Em seus 30 anos de história, o Ônibus Espacial viveu toda classe de situações, tanto fascinantes quanto trágicas. No entanto, uma das mais estranhas ocorreu em maio de 1995. A missão STS-70, cujo objetivo era transportar um satélite TDRS, tinha tudo pronto para começar nos primeiros dias de junho, mas precisou ser adiada devido aos extensos danos que um pica-pau local causou no tanque externo…
STS-70 não era uma missão qualquer para o Ônibus Espacial Discovery. Além de ser o vigésimo primeiro voo em sua lista e o último a colocar um satélite TDRS em órbita, a STS-70 simbolizava a centésima missão espacial tripulada em toda a história dos Estados Unidos. No início de maio de 1995, a NASA havia confirmado que a STS-70 seria lançada na segunda semana de junho (no dia 8 daquele mês, para ser mais preciso). O "pacote completo" do ônibus espacial foi movido para a Plataforma 39B em 11 de maio, e permaneceu lá por três semanas... até que os engenheiros receberam o alerta de um "incidente" no tanque externo…
Ônibus Espacial vs. pica-paus
Os engenheiros descobriram 71 "escavações", junto com marcas de bicos e garras por toda a espuma isolante. O responsável? Um pica-pau escapulário, Colaptes auratus. O momento escolhido para lançar o ônibus espacial coincidia com a temporada de acasalamento, e esse entusiasta da construção viu o tanque externo do Discovery como um lugar ideal para sua obra.
As informações disponíveis indicam que o ônibus espacial acabou recebendo 205 buracos de diferentes tamanhos no material isolante. Os ninhos costumam ter uma profundidade de 20 a 25 centímetros, mas a espessura da espuma não excede os 8 centímetros. Ao bater no metal, esse cavalheiro simplesmente mudava de lugar para tentar de novo.

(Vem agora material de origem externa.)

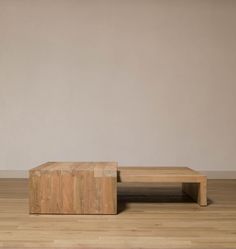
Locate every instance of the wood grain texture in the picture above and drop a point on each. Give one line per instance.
(150, 216)
(73, 188)
(194, 183)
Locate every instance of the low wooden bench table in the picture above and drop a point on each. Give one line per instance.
(91, 187)
(73, 188)
(193, 183)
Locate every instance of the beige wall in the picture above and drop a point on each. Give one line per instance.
(138, 82)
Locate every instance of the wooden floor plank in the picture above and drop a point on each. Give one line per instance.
(150, 216)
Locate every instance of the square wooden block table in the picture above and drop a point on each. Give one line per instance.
(73, 188)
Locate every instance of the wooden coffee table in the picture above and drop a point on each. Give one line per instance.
(194, 184)
(91, 187)
(73, 188)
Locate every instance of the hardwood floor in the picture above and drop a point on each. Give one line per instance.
(149, 217)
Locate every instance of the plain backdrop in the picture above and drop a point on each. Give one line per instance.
(138, 82)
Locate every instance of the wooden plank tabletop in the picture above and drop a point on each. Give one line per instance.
(158, 174)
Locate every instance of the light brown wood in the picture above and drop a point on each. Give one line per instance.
(194, 183)
(73, 188)
(150, 216)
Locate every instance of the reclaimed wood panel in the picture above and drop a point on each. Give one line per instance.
(73, 188)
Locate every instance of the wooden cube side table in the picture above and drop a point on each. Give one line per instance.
(73, 188)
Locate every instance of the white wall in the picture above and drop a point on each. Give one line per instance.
(138, 82)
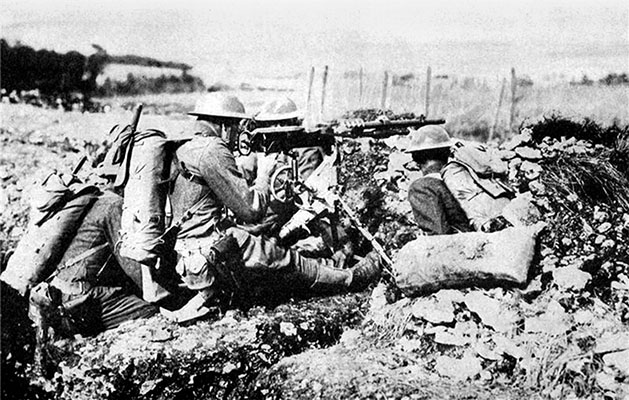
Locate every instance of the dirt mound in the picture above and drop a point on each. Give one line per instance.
(563, 336)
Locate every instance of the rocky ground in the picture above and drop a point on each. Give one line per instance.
(564, 335)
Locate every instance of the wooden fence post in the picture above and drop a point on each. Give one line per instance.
(385, 89)
(308, 114)
(514, 86)
(428, 73)
(492, 131)
(360, 87)
(323, 89)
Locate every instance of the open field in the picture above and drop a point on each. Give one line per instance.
(468, 105)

Os técnicos usaram buzinas de ar e corujas falsas para afastar as aves do tanque, e os funcionários que trabalhavam lá no fim de semana chegaram a criar uma equipe especial, a «Pecker Patrol». No entanto, o dano era muito extenso. Todas as tentativas de cobrir os buracos na plataforma falharam, e uma semana depois se chegou à conclusão de mover o ônibus espacial para o VAB (Vehicle Assembly Building) para realizar uma reparação completa.
No final, foi necessária uma combinação de buzinas, corujas de plástico, «olhos de predador» em balões e sons de falcões nos alto-falantes para afastar os pica-paus. A STS-70 chegou ao espaço em 13 de julho sem incidentes, mas teve de ceder o título de «voo espacial tripulado número 100 dos Estados Unidos» ao ônibus espacial Atlantis na STS-71.